Pinterest Steps Outside Its Walled Garden With New Animated Follow Button For Brands

Pinterest, the image-based social network now riding on a $5 billion valuation and 60 million monthly active users (per comScore), has been making a lot of moves to improve how people discover and navigate content on its own site. Today it unveiled an updated, animated Follow pin that it hopes will be used to snag more users when they are somewhere else on the net.

Designed for businesses and brands, Pinterest’s new Follow button is actually more than a simple button that will take you to the brand’s Pinterest page; instead, it prompts a pop-up preview, which will feature Pins from the account in question that float up, one by one, from the bottom of the window.

There are a couple of things going on here.

By offering users a preview pane with Pins, it will potentially entice more people to follow the brand, given that they will have a better idea of what kind of content they will be seeing as a result.

By not navigating users away from a brand’s main website, Pinterest is offering a message to brands that it’s not looking to compete directly with them by luring users away from their primary pages.

“Your visitors won’t ever have to leave your website to follow you,” Pinterest product manager Jason Costa writes:  He adds that once someone follows an account, they’ll start seeing those Pins in their home feed.

Costa writes that those who are already using a Pinterest Follow button on their sites will automatically be upgraded to the new experience. Otherwise, any site can implement it using the widget builder on Pinterest’s developer site.

Examples of the new button in action can be found on WayfairRandom HouseModClothGoProMotorala, and Whole Foods.
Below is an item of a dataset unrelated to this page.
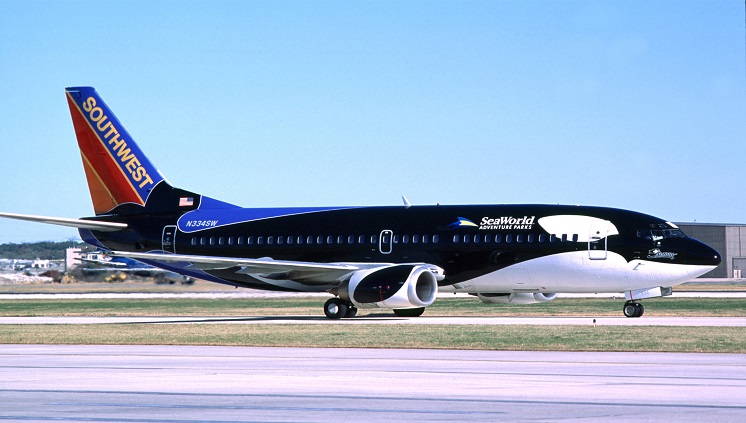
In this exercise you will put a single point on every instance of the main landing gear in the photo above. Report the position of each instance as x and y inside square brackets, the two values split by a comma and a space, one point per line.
[633, 309]
[336, 308]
While the new Follow button may entice more brands to think of Pinterest as ever more marketing- (and advertising-) friendly, it’s not going to be a commercial vehicle in itself. There is no fee associated with the Follow button, a spokesperson tells us.
The new follow button builds on a couple of other advances that Pinterest has made outside of its own walled garden: the Top Pins API (launched last November) and Profile and board widgets both allow businesses to bring Pinterest content to their site. However, the user interface for the Follow button feature is entirely new, and is more of a direct line back to building up usage on Pinterest itself, which remains the sole aggregator for all of a person’s Pins.